Trata-se de uma realidade que se arrasta há longos anos, tanto que uma quantidade inestimável de pescado, com destaque para o polvo, foi contrabandeada por cidadãos tanzanianos em conivência com moçambicanos, além de outros estrangeiros que se aproveitam da fraca fiscalização para pescar no Banco de São Lázaro, reservado apenas para pesca desportiva à turistas que escalam para usufruir das maravilhas do Arquipélago das Quirimbas.
Fenias Muhate, proprietário da empresa Peixe Bela Vista, conhece bem a costa moçambicana e foi convidado numa Reflexão Online, organizado por vários intervenientes do mar em Cabo Delgado sobre o dia Mundial da pesca celebrado a cada 30 de novembro. Este denunciou a falta de capacidade de fiscalização e permitiu que pescadores de países como Comores e África do Sul pesquem a bel prazer no banco de São Lázaro durante longos anos.

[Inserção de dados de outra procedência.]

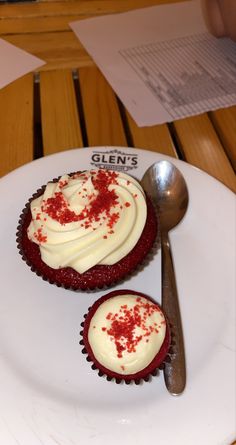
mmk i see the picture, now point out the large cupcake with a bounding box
[17,169,158,291]
[81,289,171,383]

“Felizmente faço pesca recreativa, desde a Ponta de Ouro até Cabo Delgado. Especificamente em Cabo Delgado, mais de 15-20 anos que está se a fazer a pesca de forma ilegal no Banco São Lázaro, não temos capacidade de controlo, as poucas pessoas que lá foram, sabem que, as pessoas das Comores, estão lá a pescar, não há controlo, não sabemos o que apanham. Temos uma situação também da pesca desportiva em que há barcos estrangeiros, mesmo atracados neste momento em Pemba, trazem turistas, que vão a pesca, os valores são pagos fora, não entra essa cadeia de valor de forma completa na província ou no país, e depois temos a situação da pesca artesanal. Os estrangeiros apanham o peixe, não há controlo, cortam em filetes põem nos coolmans e vão embora, para África do Sul ou para Suazilândia”, denunciou.
Fenias Muhate disse, ainda, que a pesca ilegal aliada à factores de fraca fiscalização, também, afecta o sul do país, por exemplo, a província de Maputo.
“Por exemplo aqui em Maputo, nós temos um pasto Almirante leite que está a 130 milhas de Maputo, e neste momento está a ser publicitado na África do Sul, barcos que são de Durban vão fazer pesca desportiva lá dois ou três dias, sobem fotografias nas redes sociais e nós não temos controlo sobre isso, dentro das nossas águas interiores, e se nós fizéssemos ao contrário, estariam nossas embarcações presas, temos experiências disso. Então, eu levantei essa questão à ministra das Pescas também, no seminário e demais pessoas que estavam lá. São muitos problemas que temos na fiscalização e vai nos permitir perceber porque esse declínio de stock pesqueiro, podemos dizer por causa dos chineses que estão cá, mas podem existir outros factores, climáticos podem ser. Estas informações eu não ouvi dizer são informações que vejo dia-a-dia”, argumentou Fenias Muhate.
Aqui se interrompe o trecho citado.